M. R. Helder1, B. Tefft2, R. Hennessy2, C. D. Koch4, D. B. Spoon2, R. D. Simari3, A. Lerman2 1Mayo Clinic,Cardiovascular Surgery,Rochester, MN, USA 2Mayo Clinic,Cardiovascular Diseases,Rochester, MN, USA 3University Of Kansas,School Of Medicine,Kansas City, KS, USA 4Mayo Clinic,Clinical Core Laboratory Services,Rochester, MN, USA
Introduction: One goal of tissue engineering is to develop heart valves for implantation with reduced thrombogenicity. Current in-vitro thrombogenicity tests are static and do not reflect the true thrombogenicity potential of valves. We present a novel in-vitro method to dynamically test the thrombogenic potential of heart valves and present our experiments for optimizing test conditions.
Methods: The Haemobile (Haemoscan, Inc) was modified for in-vitro thrombogenicity testing of heart valves with intact roots. The Haemobile is comprised of a polycarbonate fluid circuit that contains the valve, which is mounted onto a motor that creates pulsatile fluid flow without a pump system. Mechanical valves with aortic conduits were utilized in this study to validate the model and establish a positive control as well as optimal conditions for future studies. Various conditions were tested including temperature (4ºC, 25ºC, 37ºC), run time (3 hr, 5 hr), and blood:saline dilution (100% blood, 50% blood, 40% blood, 35% blood, 30% blood). Blood was obtained in an aseptic manner from sheep and immediately used for testing. Kaolin activated thromboelastography (TEG® 5000, Haemonetics,) was performed in duplicate to measure the clotting potential of blood samples collected prior to valve exposure and at specified time points following valve exposure. Thromboelastography showed clot potential at every dilution prior to starting the run. Any clots produced in the circuit were weighed.

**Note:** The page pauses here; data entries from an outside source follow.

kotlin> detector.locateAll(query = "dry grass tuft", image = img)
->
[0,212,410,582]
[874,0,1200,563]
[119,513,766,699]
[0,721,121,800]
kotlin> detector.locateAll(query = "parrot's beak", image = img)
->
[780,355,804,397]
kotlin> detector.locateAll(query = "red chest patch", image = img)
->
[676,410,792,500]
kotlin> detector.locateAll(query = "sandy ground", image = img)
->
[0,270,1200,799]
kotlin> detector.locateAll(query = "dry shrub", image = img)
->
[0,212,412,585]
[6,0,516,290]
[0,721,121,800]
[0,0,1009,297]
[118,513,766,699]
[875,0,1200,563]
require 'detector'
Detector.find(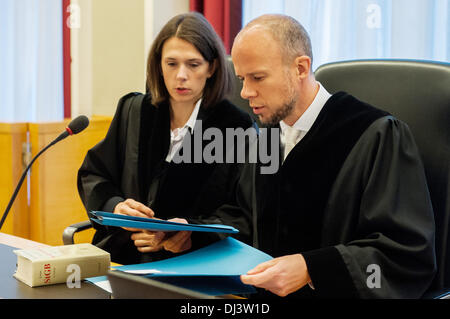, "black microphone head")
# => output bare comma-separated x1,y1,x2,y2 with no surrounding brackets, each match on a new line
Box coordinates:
68,115,89,135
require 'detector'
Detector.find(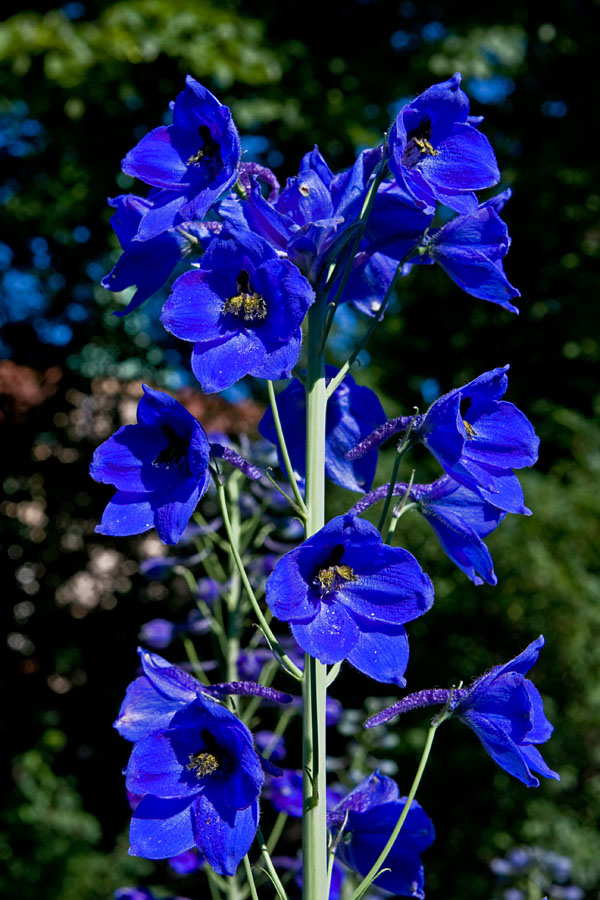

Results: The optimal temperature for testing was determined by exposing undiluted blood to a mechanical valve for 5 hr. A macroscopic clot was produced only at 25ºC, and thus, this temperature was used in subsequent experiments. The shortest test time that formed a thrombus was 3 hr and this was the time point utilized in further studies. Blood dilutions were tested in order to create more stringent criteria to differentiate valve thrombogenicity. Dilutions of ≥ 40% blood created a clot that decreased linearly by mass with increasing dilution of blood samples. Correspondingly, TEG readings of the blood sample were more depressed with larger clots indicating that increasing amounts of coagulation factors and platelets were utilized (Figure).
Conclusions: The Haemobile provides a dynamic method to test the thrombogenicity of heart valves. A clot formed on a mechanical valve with dilutions ≥ 40% blood following 3 hr of exposure at 25ºC. In this model, there was excellent agreement between blood sample dilution, mass of thrombus and TEG readings allowing for small differences in valve thrombogenicity to be detected. Future studies will test the thrombogenicity of decellularized and other tissue engineered heart valves.